"I'm just off," he said. "However you want to write it, however you want to describe it -- I'm just off."
Hamilton said he has been dealing with this issue throughout his career, and his most recent bout began on May 5, a couple days before the Angels left on their six-game road trip through Houston and Chicago. His body continues to "feel great," but the condition remains.
Hamilton was nonetheless in the starting lineup for Tuesday's game against the Royals, batting fifth but confined to designated hitter because the illness is manageable in the batter's box, not so much when constantly running around the outfield. Hamilton ended up homering in the sixth inning as the Angels won, 6-2.

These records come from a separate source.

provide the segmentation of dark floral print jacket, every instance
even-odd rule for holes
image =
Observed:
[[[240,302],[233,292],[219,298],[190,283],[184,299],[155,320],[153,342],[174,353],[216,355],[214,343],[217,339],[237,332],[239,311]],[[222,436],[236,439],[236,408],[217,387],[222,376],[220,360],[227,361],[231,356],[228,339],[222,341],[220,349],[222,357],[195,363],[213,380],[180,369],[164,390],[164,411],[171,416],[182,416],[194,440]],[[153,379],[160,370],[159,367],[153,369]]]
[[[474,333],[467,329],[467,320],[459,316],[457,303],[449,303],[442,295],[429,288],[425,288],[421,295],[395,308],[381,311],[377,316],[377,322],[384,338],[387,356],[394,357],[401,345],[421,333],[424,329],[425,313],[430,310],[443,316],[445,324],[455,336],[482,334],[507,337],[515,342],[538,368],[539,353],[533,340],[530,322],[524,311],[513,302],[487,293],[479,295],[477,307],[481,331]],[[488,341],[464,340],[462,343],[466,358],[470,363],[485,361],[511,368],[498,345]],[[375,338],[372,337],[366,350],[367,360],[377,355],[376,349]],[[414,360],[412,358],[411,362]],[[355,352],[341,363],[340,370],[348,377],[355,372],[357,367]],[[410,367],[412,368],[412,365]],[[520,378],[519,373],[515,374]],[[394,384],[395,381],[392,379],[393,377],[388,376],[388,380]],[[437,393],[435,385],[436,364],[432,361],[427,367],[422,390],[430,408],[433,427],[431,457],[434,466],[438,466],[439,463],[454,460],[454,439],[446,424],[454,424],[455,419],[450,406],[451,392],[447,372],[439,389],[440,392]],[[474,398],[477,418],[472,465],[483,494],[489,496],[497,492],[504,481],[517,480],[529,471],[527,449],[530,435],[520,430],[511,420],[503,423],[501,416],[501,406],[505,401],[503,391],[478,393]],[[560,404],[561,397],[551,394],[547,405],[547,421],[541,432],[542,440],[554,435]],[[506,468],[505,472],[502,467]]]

He's vehement in saying this won't keep him out of the lineup, and he's quick to dismiss it as an excuse for his struggles.
"I've felt bad plenty of times and played and done well," said Hamilton, who has a .212/.261/.344 slash line despite getting two hits in Monday's loss. "This has nothing to do with that. It's more of, I'd say probably being out-on-the-field type of thing -- run the bases, then go out on the field, combined with lights and all that stuff. It's not the best thing at this moment."
Hamilton received a shot before leaving for Houston and felt better. But the cold of Chicago made it worse and, most frightening of all, the issue appears to be sensitive to Southern California's climate. While with the Rangers last September, Hamilton missed the last two games of a three-game series against the Angels, then another three because of a vision condition called "ocular keratitis," which impacts the cornea.
But the 31-year-old said that was directly linked to consuming too much caffeine. This, he added, "is an actual sickness."
Now that Hamilton will be in Southern California long-term, via the five-year, $125 million contract he signed in December, he'll seek a permanent solution by seeing an allergist soon. For now, he's between antibiotics, trying to figure out something that will at least temporarily get rid of the problem -- or, as he describes it, "put a Band-Aid on it."
Asked if getting rid of the problem entirely would force him to go on the disabled list, Hamilton said: "No, absolutely not. Because if that's the case, we'll just put Band-Aids on it until the offseason comes."